Sammy shook his head. He was trying not to look worried, but she could tell that he was. “I made some calls,” he said. “Gaines and I seem to be the only comics men that anyone knows they’re calling.”

Bill Gaines was the publisher and chief pontiff of Entertainment
Comics. He was a slovenly, brilliant guy, excitable and voluble the way that Sammy was—when the subject was work—and, like Sammy, he harbored ambitions. His comic books had literary pretensions and strove to find readers who would appreciate their irony, their humor, their bizarre and pious brand of liberal morality. They were also shockingly gruesome. Corpses and dismemberments and vivid stabbings abounded. Awful people did terrible things to their horrible loved ones and friends. Rosa had never liked Gaines or his books very much, though she adored Bernard Krigstein, one of the E.C. regulars, refined and elegant in both print and person and a daring manipulator of panels.

“Some of your stuff is pretty violent, Sam,” she said. “Pretty close to the limit.”

“It might not be the stabbings and vivisections,” Sammy said. And then, licking his lips, “At least not only that.”

She waited.

“There’s, well, there’s, sort of a whole chapter on me in
Seduction of the Innocent
.”

“There is?”

“Part of a chapter. Several pages.”

“And you never told me this?”

“You said you weren’t going to read the damn thing. I figured you didn’t want to know.”

“I asked you if Dr. Wertham mentioned you. You said …” She tried to remember what exactly he had said. “You said that you looked, and you weren’t in the index.”

“Well, not by name,” Sammy said. “That’s what I meant.”

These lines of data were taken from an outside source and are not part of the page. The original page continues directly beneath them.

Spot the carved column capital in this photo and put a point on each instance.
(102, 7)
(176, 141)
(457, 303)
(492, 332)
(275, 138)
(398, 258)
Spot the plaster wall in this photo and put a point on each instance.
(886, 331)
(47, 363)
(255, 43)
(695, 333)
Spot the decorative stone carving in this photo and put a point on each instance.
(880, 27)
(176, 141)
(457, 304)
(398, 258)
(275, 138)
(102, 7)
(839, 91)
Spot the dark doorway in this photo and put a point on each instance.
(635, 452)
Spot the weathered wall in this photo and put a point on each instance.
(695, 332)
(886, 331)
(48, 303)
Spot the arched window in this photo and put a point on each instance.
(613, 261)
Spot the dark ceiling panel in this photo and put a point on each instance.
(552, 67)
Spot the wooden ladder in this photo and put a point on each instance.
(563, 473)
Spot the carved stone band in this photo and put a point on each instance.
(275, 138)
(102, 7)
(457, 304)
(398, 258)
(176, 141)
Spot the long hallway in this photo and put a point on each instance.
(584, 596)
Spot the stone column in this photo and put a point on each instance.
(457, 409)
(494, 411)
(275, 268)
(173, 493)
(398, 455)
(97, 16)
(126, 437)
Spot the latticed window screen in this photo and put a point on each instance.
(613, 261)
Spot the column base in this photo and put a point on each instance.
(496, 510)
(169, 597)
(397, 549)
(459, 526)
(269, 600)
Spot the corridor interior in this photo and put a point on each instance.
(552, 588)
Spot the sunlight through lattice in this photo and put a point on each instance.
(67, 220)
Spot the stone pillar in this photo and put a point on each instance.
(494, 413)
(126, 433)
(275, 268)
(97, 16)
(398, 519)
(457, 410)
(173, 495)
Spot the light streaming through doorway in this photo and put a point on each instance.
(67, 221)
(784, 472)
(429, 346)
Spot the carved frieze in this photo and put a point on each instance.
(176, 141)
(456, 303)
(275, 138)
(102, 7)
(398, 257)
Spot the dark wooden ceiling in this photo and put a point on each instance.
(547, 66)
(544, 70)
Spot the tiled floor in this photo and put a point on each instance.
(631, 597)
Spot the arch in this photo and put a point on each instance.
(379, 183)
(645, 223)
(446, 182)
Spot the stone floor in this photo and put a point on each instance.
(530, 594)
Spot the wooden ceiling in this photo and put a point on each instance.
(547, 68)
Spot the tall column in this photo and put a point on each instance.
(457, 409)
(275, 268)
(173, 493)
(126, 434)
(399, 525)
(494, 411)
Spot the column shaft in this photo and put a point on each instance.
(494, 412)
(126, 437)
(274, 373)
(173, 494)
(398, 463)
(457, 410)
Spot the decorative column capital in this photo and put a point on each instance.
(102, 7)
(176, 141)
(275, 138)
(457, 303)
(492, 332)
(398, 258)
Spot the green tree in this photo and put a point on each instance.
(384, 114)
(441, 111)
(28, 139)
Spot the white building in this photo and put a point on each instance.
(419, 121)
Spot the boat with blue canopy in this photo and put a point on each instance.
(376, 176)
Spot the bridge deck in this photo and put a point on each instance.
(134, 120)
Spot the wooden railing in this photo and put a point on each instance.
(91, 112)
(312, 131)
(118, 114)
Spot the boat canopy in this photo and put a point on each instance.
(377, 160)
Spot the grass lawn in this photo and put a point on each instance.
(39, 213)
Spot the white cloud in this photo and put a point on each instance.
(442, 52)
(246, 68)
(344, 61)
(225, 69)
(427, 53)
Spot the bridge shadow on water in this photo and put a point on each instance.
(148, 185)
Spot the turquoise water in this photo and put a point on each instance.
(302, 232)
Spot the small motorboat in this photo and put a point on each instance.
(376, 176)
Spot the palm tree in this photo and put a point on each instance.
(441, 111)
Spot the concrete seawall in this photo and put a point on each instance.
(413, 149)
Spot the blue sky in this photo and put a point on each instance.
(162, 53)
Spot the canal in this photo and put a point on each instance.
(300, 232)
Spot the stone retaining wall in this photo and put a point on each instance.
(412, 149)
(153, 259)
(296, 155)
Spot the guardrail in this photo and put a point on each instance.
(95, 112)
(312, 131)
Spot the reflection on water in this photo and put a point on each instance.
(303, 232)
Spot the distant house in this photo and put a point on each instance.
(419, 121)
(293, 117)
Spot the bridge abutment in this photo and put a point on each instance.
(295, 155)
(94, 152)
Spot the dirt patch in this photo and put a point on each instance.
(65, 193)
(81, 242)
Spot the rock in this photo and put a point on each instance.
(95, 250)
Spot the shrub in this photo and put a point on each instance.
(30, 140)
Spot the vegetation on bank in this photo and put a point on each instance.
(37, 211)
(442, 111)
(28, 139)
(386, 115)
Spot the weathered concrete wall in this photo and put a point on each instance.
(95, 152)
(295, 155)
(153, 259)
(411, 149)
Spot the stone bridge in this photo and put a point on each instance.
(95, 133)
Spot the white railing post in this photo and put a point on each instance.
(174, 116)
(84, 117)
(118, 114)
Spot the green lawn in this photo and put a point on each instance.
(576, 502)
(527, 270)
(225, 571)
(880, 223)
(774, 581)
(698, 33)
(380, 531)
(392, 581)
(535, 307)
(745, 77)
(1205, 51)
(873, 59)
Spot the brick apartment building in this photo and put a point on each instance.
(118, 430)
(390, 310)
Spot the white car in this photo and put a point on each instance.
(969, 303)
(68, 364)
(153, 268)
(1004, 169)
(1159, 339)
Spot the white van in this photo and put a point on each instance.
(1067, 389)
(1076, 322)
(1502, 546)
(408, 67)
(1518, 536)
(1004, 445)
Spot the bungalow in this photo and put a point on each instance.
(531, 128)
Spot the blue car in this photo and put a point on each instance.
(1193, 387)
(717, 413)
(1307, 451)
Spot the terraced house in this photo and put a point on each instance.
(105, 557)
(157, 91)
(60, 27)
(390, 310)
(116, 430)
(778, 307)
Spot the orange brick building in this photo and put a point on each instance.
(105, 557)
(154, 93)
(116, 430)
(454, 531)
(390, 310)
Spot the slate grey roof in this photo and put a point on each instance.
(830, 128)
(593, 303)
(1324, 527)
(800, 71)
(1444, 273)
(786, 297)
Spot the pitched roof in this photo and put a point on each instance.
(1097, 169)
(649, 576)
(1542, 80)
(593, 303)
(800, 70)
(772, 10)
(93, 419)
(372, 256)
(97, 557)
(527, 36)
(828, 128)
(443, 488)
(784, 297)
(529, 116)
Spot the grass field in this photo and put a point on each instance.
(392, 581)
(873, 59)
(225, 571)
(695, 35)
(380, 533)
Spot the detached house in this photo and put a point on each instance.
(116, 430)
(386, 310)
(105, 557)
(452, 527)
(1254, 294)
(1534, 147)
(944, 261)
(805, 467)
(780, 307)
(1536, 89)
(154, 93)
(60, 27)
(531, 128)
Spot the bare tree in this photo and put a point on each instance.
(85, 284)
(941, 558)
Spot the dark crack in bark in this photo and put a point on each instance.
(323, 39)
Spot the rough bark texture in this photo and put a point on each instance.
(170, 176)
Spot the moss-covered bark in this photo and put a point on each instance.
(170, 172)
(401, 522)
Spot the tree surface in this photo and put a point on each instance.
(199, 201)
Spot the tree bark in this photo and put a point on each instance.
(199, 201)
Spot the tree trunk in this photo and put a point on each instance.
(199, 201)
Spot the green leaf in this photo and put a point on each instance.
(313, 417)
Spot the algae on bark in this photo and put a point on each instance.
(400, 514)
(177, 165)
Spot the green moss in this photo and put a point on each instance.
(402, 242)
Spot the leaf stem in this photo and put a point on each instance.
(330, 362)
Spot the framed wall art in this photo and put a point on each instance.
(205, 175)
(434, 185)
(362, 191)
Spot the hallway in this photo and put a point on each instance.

“I see,” Rosa said. “But it turns out there is a whole, actual
chapter
about you.”

“It’s not about me
personally
. It doesn’t even identify me by name. It just talks about stories I wrote. The Lumberjack. The Rectifier. But not just mine. There’s a lot about Batman. And Robin. There’s stuff about Wonder Woman. About how she’s a little … a little on the butch side.”

“Uh-huh. I see.” Everyone knew. That was what made their particular secret, their lie, so ironic; it went unspoken, unchallenged, and yet it did not manage to deceive. There was gossip in the neighborhood; Rosa
had never heard it, but she could feel it sometimes, smell it lingering in the air of a living room that she and Sam had just entered. “Does the U.S. Senate know that you wrote these stories?”

“I seriously doubt it,” Sammy said. “It was all nom de plume.”

“Well, then.”

“I’ll be fine.” He reached for his pad again, then rolled over and rifled the nightstand drawer for another pencil. But when he was back under the covers, he just sat there, drumming with the eraser end on the pad.

“Think he’ll stay for a while?” he said.

“No. Uh-uh. Maybe. I don’t know. Do we
want
him to stay?” she said.

“Do you still love him?” He was trying to catch her off guard, lawyer-style. But she was not going to venture so far, not yet, nor poke so deeply into the embers of her love for Joe.

“Do you?” she said, and then, before he could begin to take the question seriously, she went on, “Do you still love me?”

“You know I do,” he said at once. Actually, she knew that he did. “You don’t have to ask.”

“And you don’t have to tell me,” she said. She kissed him. It was a curt and sisterly kiss. Then she switched off her light and turned her face to the wall. The scratching of his pencil resumed. She closed her eyes, but she could not relax. It took her very little time to realize that somehow she had forgotten the one thing she had wanted to talk to Sammy about: Tommy.

“He knows that you adopted him,” she said. “According to Joe.” The pencil stopped. Rosa kept her face to the wall. “He knows that somebody else is really his dad. He just doesn’t know who.”

“Joe never told him, then.”

“Would he?”

“No,” said Sammy. “I guess he wouldn’t.”

“We have to tell him the truth, Sam,” Rosa said. “The time has come. It’s time.”

“I’m working now,” Sammy said. “I’m not going to talk about this anymore.”

She knew from long experience to believe this. The conversation had officially come to an end. And she had not said anything that she
wanted to say to him! She put a hand on his warm shoulder and left it there a little while. Again, there was a tiny shock of remembered coolness at the touch of his skin.

“What about you?” she said, just before she finally drifted off to sleep. “Are you going to stay for a while?”

But if there was a reply, she missed it.